Thanks once again for showing us that penturning is an "open ended" craft and there is always something new around the corner!


----------



## ldb2000 (Aug 20, 2017)

Hey Skippy
You have always been and always be my Hero !!!


----------



## stuckinohio (Aug 20, 2017)

WOW!


----------



## lorbay (Aug 20, 2017)

ldb2000 said:


> Hey Skippy
> You have always been and always be my Hero !!!

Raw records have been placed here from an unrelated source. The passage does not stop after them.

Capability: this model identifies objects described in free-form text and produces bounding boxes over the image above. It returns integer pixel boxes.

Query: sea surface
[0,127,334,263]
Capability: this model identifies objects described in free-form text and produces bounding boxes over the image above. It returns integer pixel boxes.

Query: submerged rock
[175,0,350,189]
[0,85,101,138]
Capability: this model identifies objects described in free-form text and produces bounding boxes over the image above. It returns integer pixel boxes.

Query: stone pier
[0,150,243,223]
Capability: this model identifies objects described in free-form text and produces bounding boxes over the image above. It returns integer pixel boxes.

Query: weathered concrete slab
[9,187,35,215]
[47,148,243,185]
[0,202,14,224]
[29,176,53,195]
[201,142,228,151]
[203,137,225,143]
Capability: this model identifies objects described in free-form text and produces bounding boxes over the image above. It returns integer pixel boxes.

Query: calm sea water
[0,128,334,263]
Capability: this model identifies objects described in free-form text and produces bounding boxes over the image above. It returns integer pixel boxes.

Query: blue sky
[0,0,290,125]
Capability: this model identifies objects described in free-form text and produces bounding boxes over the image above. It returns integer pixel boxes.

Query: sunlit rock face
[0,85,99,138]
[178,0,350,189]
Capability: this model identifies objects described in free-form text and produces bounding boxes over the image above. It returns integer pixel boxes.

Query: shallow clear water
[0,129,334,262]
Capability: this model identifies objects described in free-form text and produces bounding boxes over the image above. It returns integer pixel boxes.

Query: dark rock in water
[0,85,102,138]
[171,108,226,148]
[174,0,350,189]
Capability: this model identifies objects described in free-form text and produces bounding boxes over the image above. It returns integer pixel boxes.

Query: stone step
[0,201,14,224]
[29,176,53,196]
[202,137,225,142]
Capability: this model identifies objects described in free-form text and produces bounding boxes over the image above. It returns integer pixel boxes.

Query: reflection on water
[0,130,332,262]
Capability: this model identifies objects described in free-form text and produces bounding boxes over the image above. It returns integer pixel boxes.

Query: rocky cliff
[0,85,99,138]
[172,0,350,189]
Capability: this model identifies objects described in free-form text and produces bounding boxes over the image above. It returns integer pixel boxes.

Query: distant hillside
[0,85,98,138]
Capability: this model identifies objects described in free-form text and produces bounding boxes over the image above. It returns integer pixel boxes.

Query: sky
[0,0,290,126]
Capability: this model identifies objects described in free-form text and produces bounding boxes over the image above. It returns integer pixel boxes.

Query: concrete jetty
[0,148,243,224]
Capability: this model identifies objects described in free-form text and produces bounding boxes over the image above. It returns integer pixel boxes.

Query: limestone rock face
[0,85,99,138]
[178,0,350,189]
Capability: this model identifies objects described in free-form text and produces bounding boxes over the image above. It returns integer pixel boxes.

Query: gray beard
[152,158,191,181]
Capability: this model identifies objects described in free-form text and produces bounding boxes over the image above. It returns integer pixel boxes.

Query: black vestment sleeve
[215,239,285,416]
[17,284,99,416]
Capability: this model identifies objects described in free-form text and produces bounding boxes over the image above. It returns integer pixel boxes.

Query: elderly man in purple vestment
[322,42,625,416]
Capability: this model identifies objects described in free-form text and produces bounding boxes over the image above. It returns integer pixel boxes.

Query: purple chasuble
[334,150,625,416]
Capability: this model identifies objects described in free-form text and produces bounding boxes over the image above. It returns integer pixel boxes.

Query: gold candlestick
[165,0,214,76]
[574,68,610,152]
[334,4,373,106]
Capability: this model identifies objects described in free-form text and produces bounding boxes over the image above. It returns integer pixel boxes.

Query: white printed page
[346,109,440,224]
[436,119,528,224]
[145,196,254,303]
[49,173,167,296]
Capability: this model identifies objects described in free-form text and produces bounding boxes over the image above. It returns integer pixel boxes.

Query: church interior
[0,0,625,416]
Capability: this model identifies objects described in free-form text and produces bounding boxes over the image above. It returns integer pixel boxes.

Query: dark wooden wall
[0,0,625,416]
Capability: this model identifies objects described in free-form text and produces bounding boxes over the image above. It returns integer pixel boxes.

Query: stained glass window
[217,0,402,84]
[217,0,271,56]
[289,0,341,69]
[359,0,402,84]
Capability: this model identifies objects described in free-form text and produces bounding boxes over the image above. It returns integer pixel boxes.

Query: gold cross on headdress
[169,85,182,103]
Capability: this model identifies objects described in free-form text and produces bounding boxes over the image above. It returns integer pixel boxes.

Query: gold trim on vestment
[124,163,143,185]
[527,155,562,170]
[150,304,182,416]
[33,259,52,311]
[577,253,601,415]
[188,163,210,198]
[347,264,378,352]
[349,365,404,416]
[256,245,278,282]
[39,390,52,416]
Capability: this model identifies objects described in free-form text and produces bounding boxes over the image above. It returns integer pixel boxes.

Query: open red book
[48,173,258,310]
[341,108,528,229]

He may be your hero but do you have one of his pens.  I do 
Lin


----------



## magpens (Aug 20, 2017)

I am jealous, Lin !!!!!


----------



## skiprat (Aug 21, 2017)

Thanks again for all your kind comments, guys. :biggrin: . Always appreciated:wink:

Hey Butch.....wanna go out on a date??:tongue:


----------



## OZturner (Aug 21, 2017)

Unbelievably Brilliant Steven,
Outstanding Concept and Immaculate Execution.
Most of us are Delighted on the occasions we are able to think Outside the Square, whereas You spend most of your Time Outside the Box. Developing Concepts and Producing Incredible Works of PenArt.
I am Completely Blown Away.
Thank You,
Brian.


----------



## ldb2000 (Aug 23, 2017)

Sorry to say Lin he don't love me enough :crying: That's ok though my shop is almost ready so I'll just steal another of his ideas and make my own

Ok by me Skippy but if we dance I lead  :tongue:


----------



## skiprat (Aug 23, 2017)

Sod the dance.....I reckon we just cut to the chase.....:tongue:

But just like always....I'll do the leading...:biggrin:


----------



## ldb2000 (Aug 23, 2017)

You cheeky monkey .... I hope you'll buy me dinner at the very least :biggrin:


----------



## bmcclellan (Aug 23, 2017)

WOW!


----------



## Katya (Aug 23, 2017)

YOW! That's just amazing! It's always a pleasure to see what you'll come up with.


----------



## MikeL (Aug 24, 2017)

Ingenious and very artistic!


----------



## Paul in OKC (Aug 24, 2017)

Chisel drop! I think I'll just quit now. That is way cool.


----------



## skiprat (Aug 24, 2017)

Thanks again folks.:wink:


----------